Induction failure occurs in a heterogeneous group of patients with ALL
MedWire News: Children with acute lymphoblastic leukemia (ALL) and remission-induction failure can be subdivided into groups that exhibit varied outcomes and may require tailored treatment strategies, study findings indicate.
Martin Schrappe (St Jude Children's Research Hospital, Memphis, Tennessee, USA) and colleagues explain that failure of remission-induction therapy is a rare, but highly adverse event in children and adolescents with ALL.
In the present study, Schrappe and team examined the outcomes in patients with ALL aged 0 to 18 years who had induction failure, to identify distinct patient subgroups with different outcomes, related to disease characteristics and treatments administered.
Induction failure, defined as the persistence of leukemic blasts in blood, bone marrow, or any extramedullary site after 4 to 6 weeks of remission-induction therapy, occurred in 1041 (2.4%) of 44,017 patients with newly diagnosed ALL who were treated by one of 14 cooperative study groups for Europe, North America, and Asia between 1985 and 2000.
Compared with an unselected pediatric population with ALL, the patients with induction failure had a greater number of unfavorable presenting features, including male gender, age older than 6 years at the time of diagnosis (median, 8.1 years), high leukocyte counts (median, 42×109 per liter), T-cell leukemia, central nervous system involvement, 11q23 chromosomal rearrangement, and the Philadelphia chromosome.
With a median follow-up period of 8.3 years, the 10-year survival rate was estimated at only 32% for patients with induction failure.
Patient subgroups with the worst outcomes included those aged 6 years or older with 25% or more blasts in the bone marrow (M3 marrow) at the end of induction therapy (10-year survival rate, 22%) and patients of any age with T-cell ALL and M3 marrow (10-year survival rate, 19%).
By contrast, high hyperdiploidy (a modal chromosome number >50) and an age of 1 to 5 years were associated with a favorable outcome in patients with precursor B-cell leukemia. Together, these factors accounted for approximately 25% of all patients with induction failure and were associated with a 10-year survival rate above 50%, the researchers note.

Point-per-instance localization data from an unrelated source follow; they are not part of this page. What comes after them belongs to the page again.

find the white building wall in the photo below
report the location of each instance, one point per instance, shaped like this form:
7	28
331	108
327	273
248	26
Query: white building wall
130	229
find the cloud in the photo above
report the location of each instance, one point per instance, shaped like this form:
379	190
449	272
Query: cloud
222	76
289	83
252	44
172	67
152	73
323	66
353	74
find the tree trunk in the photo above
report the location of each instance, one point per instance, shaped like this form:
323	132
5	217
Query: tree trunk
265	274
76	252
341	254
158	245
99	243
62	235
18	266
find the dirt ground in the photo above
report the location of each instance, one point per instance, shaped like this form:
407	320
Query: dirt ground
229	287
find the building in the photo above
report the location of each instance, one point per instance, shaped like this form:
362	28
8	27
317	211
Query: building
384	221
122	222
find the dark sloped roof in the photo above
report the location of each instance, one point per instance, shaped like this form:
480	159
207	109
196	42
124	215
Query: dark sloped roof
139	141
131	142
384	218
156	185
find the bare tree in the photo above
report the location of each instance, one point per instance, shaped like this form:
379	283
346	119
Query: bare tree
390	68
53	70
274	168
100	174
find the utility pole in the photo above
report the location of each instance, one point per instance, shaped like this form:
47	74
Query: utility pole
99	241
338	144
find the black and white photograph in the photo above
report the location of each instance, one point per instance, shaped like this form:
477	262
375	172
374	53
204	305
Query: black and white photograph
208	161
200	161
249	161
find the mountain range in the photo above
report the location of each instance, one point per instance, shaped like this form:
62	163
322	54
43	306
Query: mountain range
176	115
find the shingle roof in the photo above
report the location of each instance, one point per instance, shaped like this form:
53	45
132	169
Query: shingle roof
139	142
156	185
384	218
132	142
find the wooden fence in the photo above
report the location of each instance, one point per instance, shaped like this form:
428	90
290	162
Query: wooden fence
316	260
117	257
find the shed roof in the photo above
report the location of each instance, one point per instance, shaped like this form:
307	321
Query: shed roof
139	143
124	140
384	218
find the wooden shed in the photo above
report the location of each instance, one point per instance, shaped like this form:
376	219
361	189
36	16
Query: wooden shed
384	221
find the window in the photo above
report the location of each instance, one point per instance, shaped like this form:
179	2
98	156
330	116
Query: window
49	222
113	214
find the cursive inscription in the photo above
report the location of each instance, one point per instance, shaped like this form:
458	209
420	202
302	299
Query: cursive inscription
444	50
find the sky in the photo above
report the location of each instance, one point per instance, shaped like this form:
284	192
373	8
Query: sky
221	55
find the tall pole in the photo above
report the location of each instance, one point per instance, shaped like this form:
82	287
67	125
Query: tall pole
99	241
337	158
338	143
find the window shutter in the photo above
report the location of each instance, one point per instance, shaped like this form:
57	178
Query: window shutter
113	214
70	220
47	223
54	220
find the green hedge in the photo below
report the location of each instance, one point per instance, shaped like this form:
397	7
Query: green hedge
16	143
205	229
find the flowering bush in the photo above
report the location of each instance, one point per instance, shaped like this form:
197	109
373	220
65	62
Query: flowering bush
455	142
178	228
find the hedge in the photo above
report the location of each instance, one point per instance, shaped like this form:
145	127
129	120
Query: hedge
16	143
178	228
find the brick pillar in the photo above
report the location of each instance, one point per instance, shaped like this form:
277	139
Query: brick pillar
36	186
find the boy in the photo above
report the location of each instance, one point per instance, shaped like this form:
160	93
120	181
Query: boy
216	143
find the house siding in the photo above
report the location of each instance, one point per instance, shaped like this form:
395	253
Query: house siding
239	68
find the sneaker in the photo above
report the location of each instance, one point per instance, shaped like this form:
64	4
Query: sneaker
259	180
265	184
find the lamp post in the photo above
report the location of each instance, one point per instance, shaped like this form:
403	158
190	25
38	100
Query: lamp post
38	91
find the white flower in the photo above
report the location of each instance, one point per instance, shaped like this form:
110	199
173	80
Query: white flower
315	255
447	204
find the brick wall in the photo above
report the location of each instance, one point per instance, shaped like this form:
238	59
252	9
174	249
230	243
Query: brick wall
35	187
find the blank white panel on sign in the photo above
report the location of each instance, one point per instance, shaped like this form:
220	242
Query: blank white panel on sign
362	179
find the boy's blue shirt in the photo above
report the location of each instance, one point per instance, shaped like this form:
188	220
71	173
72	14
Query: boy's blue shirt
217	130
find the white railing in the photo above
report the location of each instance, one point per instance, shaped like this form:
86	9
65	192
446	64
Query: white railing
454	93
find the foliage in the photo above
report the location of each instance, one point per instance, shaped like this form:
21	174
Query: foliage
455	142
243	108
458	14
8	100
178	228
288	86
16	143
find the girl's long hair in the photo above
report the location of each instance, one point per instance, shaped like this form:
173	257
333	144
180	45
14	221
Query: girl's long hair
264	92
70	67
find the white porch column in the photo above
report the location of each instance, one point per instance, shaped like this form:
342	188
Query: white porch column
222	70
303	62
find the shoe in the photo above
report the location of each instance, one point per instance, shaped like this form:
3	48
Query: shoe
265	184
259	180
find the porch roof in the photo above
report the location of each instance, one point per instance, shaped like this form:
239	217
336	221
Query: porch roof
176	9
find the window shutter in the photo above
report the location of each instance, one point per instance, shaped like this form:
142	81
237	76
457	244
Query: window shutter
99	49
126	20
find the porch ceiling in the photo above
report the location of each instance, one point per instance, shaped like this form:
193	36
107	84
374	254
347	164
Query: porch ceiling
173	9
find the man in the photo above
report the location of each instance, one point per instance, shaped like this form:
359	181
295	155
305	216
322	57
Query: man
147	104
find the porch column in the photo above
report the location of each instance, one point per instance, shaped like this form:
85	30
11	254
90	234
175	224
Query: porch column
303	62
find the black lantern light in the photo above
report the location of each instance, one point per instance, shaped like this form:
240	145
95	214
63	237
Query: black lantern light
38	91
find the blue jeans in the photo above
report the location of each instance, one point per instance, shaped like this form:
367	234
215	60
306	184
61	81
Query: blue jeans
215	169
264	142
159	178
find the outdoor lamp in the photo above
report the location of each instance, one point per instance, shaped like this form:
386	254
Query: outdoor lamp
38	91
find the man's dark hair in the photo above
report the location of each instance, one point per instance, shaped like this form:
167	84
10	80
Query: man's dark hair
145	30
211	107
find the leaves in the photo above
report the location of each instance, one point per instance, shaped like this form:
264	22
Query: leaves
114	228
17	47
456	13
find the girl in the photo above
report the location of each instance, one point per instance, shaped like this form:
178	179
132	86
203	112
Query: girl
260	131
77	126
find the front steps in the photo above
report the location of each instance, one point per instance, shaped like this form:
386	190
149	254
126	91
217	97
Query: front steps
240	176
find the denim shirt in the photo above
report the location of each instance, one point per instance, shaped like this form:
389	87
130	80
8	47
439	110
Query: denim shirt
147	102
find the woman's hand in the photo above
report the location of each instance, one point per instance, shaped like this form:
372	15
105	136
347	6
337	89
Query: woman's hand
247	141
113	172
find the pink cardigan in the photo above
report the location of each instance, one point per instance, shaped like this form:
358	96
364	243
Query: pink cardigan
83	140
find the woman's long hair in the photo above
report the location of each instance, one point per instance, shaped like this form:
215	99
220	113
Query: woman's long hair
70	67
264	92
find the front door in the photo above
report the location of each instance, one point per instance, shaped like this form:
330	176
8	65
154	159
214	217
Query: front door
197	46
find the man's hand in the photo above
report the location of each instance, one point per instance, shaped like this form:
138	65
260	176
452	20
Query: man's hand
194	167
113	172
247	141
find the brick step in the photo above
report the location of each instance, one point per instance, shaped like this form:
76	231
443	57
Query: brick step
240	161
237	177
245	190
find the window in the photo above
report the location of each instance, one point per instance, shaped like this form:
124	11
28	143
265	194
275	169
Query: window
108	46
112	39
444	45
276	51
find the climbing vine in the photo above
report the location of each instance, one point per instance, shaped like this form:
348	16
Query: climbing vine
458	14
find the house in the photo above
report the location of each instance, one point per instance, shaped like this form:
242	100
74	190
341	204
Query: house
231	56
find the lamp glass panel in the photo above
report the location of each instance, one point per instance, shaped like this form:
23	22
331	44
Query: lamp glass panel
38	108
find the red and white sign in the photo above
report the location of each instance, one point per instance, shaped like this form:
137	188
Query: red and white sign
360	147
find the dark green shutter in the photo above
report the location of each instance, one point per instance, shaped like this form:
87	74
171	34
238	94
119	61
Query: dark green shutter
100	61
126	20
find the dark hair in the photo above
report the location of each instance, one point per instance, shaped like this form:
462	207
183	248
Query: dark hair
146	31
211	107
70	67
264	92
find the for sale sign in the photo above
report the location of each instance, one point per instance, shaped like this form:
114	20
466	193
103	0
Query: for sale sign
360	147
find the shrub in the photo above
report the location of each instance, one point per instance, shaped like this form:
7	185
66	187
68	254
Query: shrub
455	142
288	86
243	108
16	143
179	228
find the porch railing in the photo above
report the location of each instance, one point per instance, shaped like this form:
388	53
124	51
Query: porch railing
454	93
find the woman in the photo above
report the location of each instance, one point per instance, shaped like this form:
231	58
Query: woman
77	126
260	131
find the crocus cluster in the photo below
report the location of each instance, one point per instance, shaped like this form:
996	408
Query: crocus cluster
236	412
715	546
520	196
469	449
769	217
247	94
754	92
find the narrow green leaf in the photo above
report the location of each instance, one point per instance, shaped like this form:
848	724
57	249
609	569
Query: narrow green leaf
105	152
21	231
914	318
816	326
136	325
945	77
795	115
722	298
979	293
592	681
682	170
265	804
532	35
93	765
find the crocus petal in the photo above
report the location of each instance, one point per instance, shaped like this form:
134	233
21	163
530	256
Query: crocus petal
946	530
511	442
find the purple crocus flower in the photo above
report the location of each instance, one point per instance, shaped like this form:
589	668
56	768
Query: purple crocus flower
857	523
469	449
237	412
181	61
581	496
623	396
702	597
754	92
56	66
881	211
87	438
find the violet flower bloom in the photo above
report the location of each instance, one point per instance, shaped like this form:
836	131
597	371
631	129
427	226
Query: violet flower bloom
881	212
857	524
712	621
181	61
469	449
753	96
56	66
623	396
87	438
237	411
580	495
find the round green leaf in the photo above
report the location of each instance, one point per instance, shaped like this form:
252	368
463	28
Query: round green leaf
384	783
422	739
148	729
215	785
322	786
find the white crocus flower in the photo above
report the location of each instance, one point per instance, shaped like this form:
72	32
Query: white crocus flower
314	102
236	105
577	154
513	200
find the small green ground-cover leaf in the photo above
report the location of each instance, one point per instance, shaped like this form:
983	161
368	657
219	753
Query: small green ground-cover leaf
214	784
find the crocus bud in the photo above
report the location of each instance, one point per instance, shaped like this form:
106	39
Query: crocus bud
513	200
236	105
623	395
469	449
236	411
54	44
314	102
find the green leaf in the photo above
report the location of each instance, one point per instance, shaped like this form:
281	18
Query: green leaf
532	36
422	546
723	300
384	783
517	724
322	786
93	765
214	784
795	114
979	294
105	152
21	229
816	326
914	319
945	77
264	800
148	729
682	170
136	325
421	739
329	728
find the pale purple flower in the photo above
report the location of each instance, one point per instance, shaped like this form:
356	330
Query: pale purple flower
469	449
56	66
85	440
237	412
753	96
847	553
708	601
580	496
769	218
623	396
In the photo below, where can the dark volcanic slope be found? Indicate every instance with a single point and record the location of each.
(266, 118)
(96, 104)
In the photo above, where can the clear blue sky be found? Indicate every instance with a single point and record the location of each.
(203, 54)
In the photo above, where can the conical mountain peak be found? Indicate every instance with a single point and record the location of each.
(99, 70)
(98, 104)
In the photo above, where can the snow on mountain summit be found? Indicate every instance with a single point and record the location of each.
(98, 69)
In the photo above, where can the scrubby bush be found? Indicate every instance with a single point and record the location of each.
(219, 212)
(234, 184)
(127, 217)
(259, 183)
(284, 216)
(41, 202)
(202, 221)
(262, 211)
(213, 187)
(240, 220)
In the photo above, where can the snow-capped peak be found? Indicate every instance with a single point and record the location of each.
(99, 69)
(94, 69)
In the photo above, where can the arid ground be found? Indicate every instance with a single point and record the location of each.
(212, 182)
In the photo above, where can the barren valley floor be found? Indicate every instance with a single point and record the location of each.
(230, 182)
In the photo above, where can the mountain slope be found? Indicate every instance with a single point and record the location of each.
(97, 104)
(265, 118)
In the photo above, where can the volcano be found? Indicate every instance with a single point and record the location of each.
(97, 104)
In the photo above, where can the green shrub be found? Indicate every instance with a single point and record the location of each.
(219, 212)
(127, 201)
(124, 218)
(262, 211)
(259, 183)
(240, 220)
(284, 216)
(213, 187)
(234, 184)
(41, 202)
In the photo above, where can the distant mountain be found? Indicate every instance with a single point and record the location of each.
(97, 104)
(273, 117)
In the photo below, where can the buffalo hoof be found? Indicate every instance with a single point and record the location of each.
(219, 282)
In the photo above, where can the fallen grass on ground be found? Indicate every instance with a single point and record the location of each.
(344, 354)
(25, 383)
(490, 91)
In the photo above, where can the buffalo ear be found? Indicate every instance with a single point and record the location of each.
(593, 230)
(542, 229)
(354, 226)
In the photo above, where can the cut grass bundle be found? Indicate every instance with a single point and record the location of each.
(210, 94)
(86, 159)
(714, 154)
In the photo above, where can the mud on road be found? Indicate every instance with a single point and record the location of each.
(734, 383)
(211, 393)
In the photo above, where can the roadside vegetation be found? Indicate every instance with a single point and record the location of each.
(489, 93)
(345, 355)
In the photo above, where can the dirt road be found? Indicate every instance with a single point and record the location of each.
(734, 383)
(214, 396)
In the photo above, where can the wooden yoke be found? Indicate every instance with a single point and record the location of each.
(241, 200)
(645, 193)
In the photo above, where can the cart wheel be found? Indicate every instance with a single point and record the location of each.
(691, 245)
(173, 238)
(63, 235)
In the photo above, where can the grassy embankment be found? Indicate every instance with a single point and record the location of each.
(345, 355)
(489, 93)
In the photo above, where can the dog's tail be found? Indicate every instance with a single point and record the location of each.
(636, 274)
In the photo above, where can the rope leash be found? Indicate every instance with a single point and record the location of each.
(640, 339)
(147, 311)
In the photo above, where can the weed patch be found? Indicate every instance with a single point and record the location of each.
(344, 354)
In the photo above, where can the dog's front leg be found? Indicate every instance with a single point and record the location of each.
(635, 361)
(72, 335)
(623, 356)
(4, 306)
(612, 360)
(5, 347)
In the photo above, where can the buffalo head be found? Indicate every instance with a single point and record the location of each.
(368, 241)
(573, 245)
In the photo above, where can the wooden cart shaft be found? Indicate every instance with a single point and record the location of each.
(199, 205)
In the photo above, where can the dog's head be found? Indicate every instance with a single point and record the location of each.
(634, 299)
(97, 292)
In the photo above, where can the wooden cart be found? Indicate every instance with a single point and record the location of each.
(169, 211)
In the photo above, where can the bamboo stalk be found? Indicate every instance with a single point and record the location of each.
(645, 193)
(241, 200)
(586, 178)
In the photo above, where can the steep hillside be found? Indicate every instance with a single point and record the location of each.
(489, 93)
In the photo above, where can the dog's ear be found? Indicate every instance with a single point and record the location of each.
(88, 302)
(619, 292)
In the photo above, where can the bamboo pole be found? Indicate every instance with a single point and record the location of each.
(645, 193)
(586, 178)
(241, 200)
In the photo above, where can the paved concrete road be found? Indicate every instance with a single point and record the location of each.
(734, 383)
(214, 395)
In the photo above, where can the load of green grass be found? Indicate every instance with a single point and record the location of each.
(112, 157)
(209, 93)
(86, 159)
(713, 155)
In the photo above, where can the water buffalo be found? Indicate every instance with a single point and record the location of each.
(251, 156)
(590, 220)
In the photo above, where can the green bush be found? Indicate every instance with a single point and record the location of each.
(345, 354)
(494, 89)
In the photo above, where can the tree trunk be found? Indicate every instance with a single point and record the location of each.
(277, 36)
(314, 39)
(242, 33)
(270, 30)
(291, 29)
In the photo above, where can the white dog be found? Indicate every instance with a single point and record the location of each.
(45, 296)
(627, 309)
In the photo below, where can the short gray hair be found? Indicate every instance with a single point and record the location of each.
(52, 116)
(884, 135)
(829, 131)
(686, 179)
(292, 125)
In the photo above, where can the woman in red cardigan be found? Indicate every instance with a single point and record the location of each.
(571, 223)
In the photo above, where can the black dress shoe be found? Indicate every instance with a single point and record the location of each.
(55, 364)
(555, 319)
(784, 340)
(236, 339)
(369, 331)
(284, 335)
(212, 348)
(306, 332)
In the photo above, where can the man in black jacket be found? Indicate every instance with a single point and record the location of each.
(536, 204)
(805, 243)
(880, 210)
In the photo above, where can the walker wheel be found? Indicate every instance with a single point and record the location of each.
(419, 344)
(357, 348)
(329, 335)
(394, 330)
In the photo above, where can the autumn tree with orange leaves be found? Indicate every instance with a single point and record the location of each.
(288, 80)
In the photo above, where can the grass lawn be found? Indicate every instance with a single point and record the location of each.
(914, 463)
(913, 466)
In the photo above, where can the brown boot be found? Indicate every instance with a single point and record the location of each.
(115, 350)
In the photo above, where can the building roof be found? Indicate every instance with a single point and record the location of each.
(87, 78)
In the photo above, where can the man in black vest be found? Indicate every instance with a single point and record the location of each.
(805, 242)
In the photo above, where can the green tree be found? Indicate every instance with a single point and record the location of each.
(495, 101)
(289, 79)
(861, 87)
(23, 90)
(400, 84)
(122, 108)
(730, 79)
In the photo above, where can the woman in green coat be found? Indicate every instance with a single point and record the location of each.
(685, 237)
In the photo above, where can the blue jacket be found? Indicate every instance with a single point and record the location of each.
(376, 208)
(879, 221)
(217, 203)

A total of 198 patients underwent hematopoietic stem-cell transplantation, whereas 427 received chemotherapy only. The 10-year survival rate was 43% among patients who underwent transplantation, and 41% among patients who did not undergo transplantation.
However, the effect of transplantation on the outcome differed across major prognostic subgroups of patients. Furthermore, patients with T-cell leukemia appeared to have a better outcome with allogeneic stem-cell transplantation than with chemotherapy, whereas patients with precursor B-cell leukemia without other adverse features appeared to have a better outcome with chemotherapy than with transplantation.
"The superiority of chemotherapy to stem-cell transplantation in this group at relatively favorable risk is striking and may substantially affect current practice, since stem-cell transplantation has generally been accepted as the preferred treatment for all cases of induction failure," notes editorialist Karin Rabin (Baylor College of Medicine, Houston, Texas, USA) in The New England Journal of Medicine.
She says that the study contributes "seminal information" about the previously unrecognized heterogeneity within this poor-risk subgroup of ALL.
"From this remarkable collaborative effort we learn that induction failure is not a single entity with a uniform prognosis but rather exhibits biologic and prognostic heterogeneity. It is possible that sophisticated risk stratification and risk-directed treatment may lead to improved outcomes," Rabin concludes.